LLM의 대화 능력을 평가하는데 있어서는 인간 평가가 최고의 기준으로 여겨짐
- not scalable & not reproducible
- *The perils of using Mechanical Turk to evaluate open-ended text generation(Karpinska et al., 2021)*
- LLM evaluators have emerged
LLM Evaluator = strong base LLM + prompting strategy
- 일반 적으로 두 모델에서 생성된 출력에서 선호하는 출력을 선택
- LLM Evaluator를 신뢰할 수 있는지, 어떤 evaluator를 사용할지에 대한 판단을 위한 meta-evaluation benchmark 필요

How should we construct a good meta-evaluation benchmark?

이전 연구: 랜덤 샘플링 + 크라우드 소싱 레이블
이러한 전략은 인간 선호의 고유한 주관성 (inherent subjectivity)를 간과하는 방식임
Figure 1 상단: 질적 차이가 명확하지 않음에도 더 긴 출력에 대한 개인적인 선호를 반영한 레이블을 제공함
- 인간 평가자 간의 낮은 일치도를 통해 확인 가능 ( AlpacaFarm 66%, MT-bench 63% )
출력의 지침 준수, 사실적 정확성(factual correctness)과 같은 객관적인 속성을 평가한다고 보기 힘듬

Instruction Following (Objective criterion)

지침 준수: instruction을 정확하게 분석하고 명시된 요구 사항을 충실히 따르는 능력
유용성(helpfullness)와 같은 바람직한 LLM의 속성과 연관됨
- *(Askell et al., 2021) A general language assistant as a laboratory for alignment*
매력적인 톤(engaging tone)과 같은 속성은 imitation learning을 통해 쉽게 습득할 수 있음
- (Gudibande et al., 2023) The false promise of imitating proprietary llms
하지만 오늘날의 LLM 도 지침을 준수하는데에는 어려움을 겪고 있음
- (Wu et al., 2023b) Reasoning or reciting? exploring the capabilities and limitations of language models through counterfactual tasks
Figure 1 하단: Intsruction Following vs Superficial Quality
- 오른쪽은 지침을 잘 따르지만, LLM 평가자 및 인간 모두 매력적인 톤으로 인해 왼쪽을 선호하는 경향이 있음

✅ Instruction Following

Objective
Correctness
Adheres to the instruction
excuting desired tasks </aside>

❌ Superficial Quality

Subjective
polishied, engaging tone
better format
biased by human and LLM </aside>

LLM이 표면적인 단서와 지침 준수 능력을 구분할 수 있는지 분석하지 않으면, 효과적인 어시스턴트를 모방하는 데 능숙한 모델이 더 우선될 위험이 있음.

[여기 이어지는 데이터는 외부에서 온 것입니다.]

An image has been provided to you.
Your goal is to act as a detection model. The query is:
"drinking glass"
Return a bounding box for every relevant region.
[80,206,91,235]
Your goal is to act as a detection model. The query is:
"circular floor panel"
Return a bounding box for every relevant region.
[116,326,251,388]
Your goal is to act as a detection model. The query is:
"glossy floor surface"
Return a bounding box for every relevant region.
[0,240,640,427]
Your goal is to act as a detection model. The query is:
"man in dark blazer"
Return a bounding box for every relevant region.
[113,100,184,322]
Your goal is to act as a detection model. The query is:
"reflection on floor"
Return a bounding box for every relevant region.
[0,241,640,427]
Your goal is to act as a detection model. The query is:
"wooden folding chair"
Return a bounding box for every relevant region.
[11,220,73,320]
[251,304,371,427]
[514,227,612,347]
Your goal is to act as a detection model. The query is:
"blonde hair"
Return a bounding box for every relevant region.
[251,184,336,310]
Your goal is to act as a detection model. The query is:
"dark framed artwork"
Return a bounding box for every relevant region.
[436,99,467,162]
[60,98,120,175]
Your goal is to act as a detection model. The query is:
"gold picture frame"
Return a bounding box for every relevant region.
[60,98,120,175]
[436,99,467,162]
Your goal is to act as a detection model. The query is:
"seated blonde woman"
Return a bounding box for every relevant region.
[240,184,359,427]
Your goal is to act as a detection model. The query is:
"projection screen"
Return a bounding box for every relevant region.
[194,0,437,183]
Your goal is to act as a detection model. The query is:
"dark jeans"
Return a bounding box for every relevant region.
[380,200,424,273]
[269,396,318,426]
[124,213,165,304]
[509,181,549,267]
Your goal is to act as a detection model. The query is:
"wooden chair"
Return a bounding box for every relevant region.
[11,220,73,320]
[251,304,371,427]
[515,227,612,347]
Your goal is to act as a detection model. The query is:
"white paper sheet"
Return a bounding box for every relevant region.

If we do not rigorously analyze the capability of LLM evaluators to distinguish between the true ability of instruction following and superficial clues, there is a risk of advancing models that excel in mimicking effective assistants rather than executing desired tasks

→ 실제로 지침에 따르는지, 표면적인 부분에 집중하는지를 구분할 수 있는 LLM이 evaluator로 활용되어야 함

LLMBar (419 pairs)

LLM 평가자가 label과 동일한 선택을 하는지, 이를 통해 기준점(Bar)를 통과하는지를 평가
이전 메타 평가와의 차이점
- 모든 사례를 저자들이 검토
- 지침 준수 여부에 집중, 객관적인 선호를 강조 / 94%의 annotator 일치도를 보임
- NATURAL 세트 / ADVERSARIAL 세트를 제공
  - NATURAL: real-world 분포를 가짐
  - ADVERSARIAL: Adversarially Crafted instances that confound less adept evaluators

Experiment

5 LLM: GPT-4, ChatGPT, LLaMA-2-Chat, PaLM2, Falcon
ADVERSARIAL 세트 기준, ChatGPT, LLaMA-2-Chat, Falcon 모두 무작위보다 낮은 성능
- GPT-4도 인간과 큰 차이를 보임
다양한 프롬프트 전략 사용
- 프롬프트 전략을 조합함으로서 평가 성능이 크게 향상됨
- 가장 효과적인 전략 기준 GPT-4의 성능을 10% 향상

2. LLMBAR: A META-EVALAUATION BENCHMARK

구성
- $I$ Input Instruction
- $O_1$, $O_2$ outputs
- $p$ $\in \{ 1, 2\}$ golde preference label

{
    "input": "Infer the implied meaning of the following sentence: She is not what she used to be.",
    "output_1": "She is not as she once was.",
    "output_2": "She has changed substantially over time.",
    "label": 2
}

2.1 THE NATURAL SET

AlpacaFarm, LLMEval2에서 출력 쌍을 무작위 샘플링
객관적인 품질 차이가 주관적인 선호를 반영하는 경우가 많음 → 필터링
- 객관적인 선호가 없는 경우는 수정하거나 폐기
- 모든 사례에서 객관적으로 더 나은 출력이 존재

2.2 THE ADVERSARIAL SET

Designed to stress test LLM evaluators

Generate challenging candidate instances
$O_1$은 지침을 따르고 $O_2$는 $I$를 따르지 않지만 겉보기에 더 우수한 품질을 보임
Adversiral filtering
AlpacaFarm 에서 4개의 GPT 평가자와 x 2가지 다른 표시 순서 ($O_1O_2$, $O_2O_1)$로 8개의 선호 레이블을 얻어 대다수가 정답과 일치하는 경우는 제외, 이후 수동 필터링 및 수정 진행

2.3 Four Different Strategies to collect candidate instances.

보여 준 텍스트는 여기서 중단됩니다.